We are frightened and we need leaders who will help us maintain unity. Instead, Bibi chose to divide.
“Anyone who wants to be an Israeli has to be an Israeli to the end — in rights and responsibilities,” he said.
The Arab community is often Bibi’s preferred target of choice, and fomenting animosity is his preferred modus operandi. In last year’s elections, when polls predicted (wrongly) that he would lose the elections, Bibi warned that the Arab voters were “heading to the polling stations in droves,” as if exercising their rights as citizens was somehow a crime against Jewish Israeli society. On Saturday, unable to explain why he and his cabinet have failed to provide us with security, he incited against one-fifth of Israel’s population.
It’s his strategic default. Bibi knows that to continue to run the country, despite his failures, he has to delegitimize anyone who won’t be joining his camp. Leftists and left-of-centrists, Arabs, the non-Orthodox: to Bibi, anyone who isn’t with him is against him.
We are reeling from this attack and all the others we’ve experienced over the past 100 days, and Israelis need assurances that our leaders will lead. Instead, Bibi offered us fear-mongering.
We are wounded and bleeding, and we need leaders who will help to unite us.
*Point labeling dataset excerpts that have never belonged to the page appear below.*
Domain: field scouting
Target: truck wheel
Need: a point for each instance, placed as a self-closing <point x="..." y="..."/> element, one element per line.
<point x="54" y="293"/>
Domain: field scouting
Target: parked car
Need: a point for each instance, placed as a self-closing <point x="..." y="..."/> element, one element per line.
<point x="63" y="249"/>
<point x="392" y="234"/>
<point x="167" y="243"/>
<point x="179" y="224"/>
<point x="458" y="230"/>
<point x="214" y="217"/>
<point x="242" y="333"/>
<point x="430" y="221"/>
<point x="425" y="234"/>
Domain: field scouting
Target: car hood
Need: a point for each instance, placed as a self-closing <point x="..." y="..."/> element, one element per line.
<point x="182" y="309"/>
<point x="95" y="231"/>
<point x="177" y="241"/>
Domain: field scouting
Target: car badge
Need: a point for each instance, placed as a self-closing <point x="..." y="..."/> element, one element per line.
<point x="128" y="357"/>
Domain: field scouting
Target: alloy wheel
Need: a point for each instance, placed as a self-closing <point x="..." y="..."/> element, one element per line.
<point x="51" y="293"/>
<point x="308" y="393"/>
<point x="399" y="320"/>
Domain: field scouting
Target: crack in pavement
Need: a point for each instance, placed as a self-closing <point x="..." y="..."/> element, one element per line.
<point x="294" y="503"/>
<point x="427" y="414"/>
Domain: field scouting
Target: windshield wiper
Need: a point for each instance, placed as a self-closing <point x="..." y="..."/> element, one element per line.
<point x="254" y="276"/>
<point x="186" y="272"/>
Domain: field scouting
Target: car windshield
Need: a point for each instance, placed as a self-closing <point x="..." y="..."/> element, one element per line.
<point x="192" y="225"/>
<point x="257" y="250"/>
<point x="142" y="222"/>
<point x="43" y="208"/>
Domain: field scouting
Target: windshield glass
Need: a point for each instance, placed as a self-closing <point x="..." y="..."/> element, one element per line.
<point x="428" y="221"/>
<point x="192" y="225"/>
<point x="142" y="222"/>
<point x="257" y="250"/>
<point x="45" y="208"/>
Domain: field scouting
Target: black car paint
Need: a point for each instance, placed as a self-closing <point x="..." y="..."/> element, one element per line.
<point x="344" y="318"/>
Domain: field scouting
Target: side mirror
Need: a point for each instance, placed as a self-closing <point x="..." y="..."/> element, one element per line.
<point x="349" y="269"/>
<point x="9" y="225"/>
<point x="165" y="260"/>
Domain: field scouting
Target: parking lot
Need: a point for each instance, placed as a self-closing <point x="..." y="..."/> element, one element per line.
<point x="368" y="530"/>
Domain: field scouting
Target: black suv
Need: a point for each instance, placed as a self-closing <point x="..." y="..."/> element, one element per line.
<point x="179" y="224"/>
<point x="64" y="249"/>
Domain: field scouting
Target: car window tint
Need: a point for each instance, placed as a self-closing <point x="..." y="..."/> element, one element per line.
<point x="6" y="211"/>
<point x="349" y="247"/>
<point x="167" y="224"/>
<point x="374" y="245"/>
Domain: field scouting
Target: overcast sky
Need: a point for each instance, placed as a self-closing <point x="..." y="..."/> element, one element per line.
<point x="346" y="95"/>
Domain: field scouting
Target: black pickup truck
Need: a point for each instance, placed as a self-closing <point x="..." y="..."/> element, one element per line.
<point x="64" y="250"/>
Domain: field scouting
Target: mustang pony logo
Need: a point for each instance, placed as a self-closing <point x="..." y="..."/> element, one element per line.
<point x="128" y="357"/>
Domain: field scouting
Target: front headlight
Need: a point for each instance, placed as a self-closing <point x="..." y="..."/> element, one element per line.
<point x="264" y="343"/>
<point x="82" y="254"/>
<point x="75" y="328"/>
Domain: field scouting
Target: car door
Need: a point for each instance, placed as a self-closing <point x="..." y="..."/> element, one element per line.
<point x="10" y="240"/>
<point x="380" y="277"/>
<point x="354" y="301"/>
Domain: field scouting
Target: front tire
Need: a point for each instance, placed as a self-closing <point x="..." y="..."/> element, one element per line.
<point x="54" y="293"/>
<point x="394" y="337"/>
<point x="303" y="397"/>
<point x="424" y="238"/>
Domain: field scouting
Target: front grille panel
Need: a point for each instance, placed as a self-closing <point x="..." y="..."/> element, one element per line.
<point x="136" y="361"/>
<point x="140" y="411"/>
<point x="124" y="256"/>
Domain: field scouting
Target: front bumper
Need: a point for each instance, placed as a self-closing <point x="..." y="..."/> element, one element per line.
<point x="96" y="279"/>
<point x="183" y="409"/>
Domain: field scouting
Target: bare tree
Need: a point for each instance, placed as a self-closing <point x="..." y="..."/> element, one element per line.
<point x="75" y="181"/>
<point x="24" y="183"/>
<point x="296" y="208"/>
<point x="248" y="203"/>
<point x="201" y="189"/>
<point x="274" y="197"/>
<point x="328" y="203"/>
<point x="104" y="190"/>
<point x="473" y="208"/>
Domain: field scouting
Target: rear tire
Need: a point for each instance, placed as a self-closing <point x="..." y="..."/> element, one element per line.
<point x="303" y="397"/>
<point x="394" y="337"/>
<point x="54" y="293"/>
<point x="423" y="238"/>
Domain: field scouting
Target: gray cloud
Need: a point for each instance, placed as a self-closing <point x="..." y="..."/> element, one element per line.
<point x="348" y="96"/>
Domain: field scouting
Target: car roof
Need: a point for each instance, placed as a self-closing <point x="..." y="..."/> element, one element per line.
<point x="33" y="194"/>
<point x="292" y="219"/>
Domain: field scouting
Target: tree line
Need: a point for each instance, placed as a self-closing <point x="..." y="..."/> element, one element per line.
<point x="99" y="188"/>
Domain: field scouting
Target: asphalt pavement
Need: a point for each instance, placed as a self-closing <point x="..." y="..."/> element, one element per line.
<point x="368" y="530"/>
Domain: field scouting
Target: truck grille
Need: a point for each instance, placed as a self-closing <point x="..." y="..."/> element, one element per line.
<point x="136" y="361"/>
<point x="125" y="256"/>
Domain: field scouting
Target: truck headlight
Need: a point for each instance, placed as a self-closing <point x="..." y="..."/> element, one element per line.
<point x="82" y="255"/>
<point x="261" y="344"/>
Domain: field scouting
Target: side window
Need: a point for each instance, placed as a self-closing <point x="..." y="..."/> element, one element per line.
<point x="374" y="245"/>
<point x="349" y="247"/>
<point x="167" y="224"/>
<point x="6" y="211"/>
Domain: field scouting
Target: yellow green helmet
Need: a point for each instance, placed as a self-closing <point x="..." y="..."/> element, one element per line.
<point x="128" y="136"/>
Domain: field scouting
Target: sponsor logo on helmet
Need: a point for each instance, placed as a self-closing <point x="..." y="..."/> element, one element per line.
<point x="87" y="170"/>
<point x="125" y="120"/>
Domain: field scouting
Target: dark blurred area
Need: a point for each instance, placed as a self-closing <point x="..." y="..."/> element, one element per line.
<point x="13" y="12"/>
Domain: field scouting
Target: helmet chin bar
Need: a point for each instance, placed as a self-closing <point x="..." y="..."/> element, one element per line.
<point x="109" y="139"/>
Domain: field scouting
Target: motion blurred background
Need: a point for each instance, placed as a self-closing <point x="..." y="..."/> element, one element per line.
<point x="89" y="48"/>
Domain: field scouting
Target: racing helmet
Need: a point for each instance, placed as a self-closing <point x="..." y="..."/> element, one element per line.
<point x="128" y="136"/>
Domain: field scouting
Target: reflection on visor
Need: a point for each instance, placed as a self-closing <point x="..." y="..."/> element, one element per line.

Instead, Bibi chose to portray the entire Arab community as potential terrorists.
We need our leaders to help us to keep calm, despite the terror. Bibi could have chosen to note that the suspect’s own father, who has volunteered with the Israeli Police for more than 30 years, notified the authorities when he recognized his son in security tapes shown on TV and that all of the leaders of the Arab community have condemned the attack and distanced themselves from the suspect. Had he chosen to be a leader, instead of a populist politician, Bibi would have noted that, despite the rampant discrimination, only a very few Arab citizens have ever engaged in terror or violence against the state, and have consistently expressed their grievances through legitimate democratic means.
He could have denounced the photograph that was making the rounds on Facebook, purporting to show Arabs in the north handing out candy after the attack.(The picture is from Lebanon two years ago.)
Instead, he used racist stereotypes and loaded words to boost his larger right-wing agenda.
“I am not prepared to accept two states of Israel,” he said. “A state of law for most of its citizens and a state within a state for some of them, in enclaves in which there is no law enforcement and in which there is Islamist incitement, rampant crime and an abundance of illegal weapons.”
In a time when we all need to search for new solutions, Bibi offered nothing more than the usual dread. He knows as well as we all do that without a viable peace plan, the terror will continue, within Israel and without. It’s true that the Palestinian leadership is a failure — but that doesn’t absolve Bibi and his cabinet from the responsibility and the obligation to seek new and just solutions. But Bibi has nothing to offer except recycled fear.
Often close to despair, Israelis need to at least be able to dream of a better society. Bibi could have spoken of a program that his own government recently passed to allocate 15 billion shekels ($3.8 billion) to the Arab minority, in order to reduce the social gaps. But he knows that that won’t get him any new votes.
I have given up on hoping that the current political leadership will ever truly lead. But I do believe that, through our civil society institutions, we are capable of leading ourselves to a more just, peaceful society — and, with the help of like-minded supporters, we will.
The Palestinians, Israelis love to repeat, quoting Abba Eban, never miss an opportunity to miss an opportunity.
Bibi, it seems, never misses an opportunity for opportunism.
Eetta Prince-Gibson, the former editor in chief of The Jerusalem Report, is an award-winning journalist who lives in Jerusalem.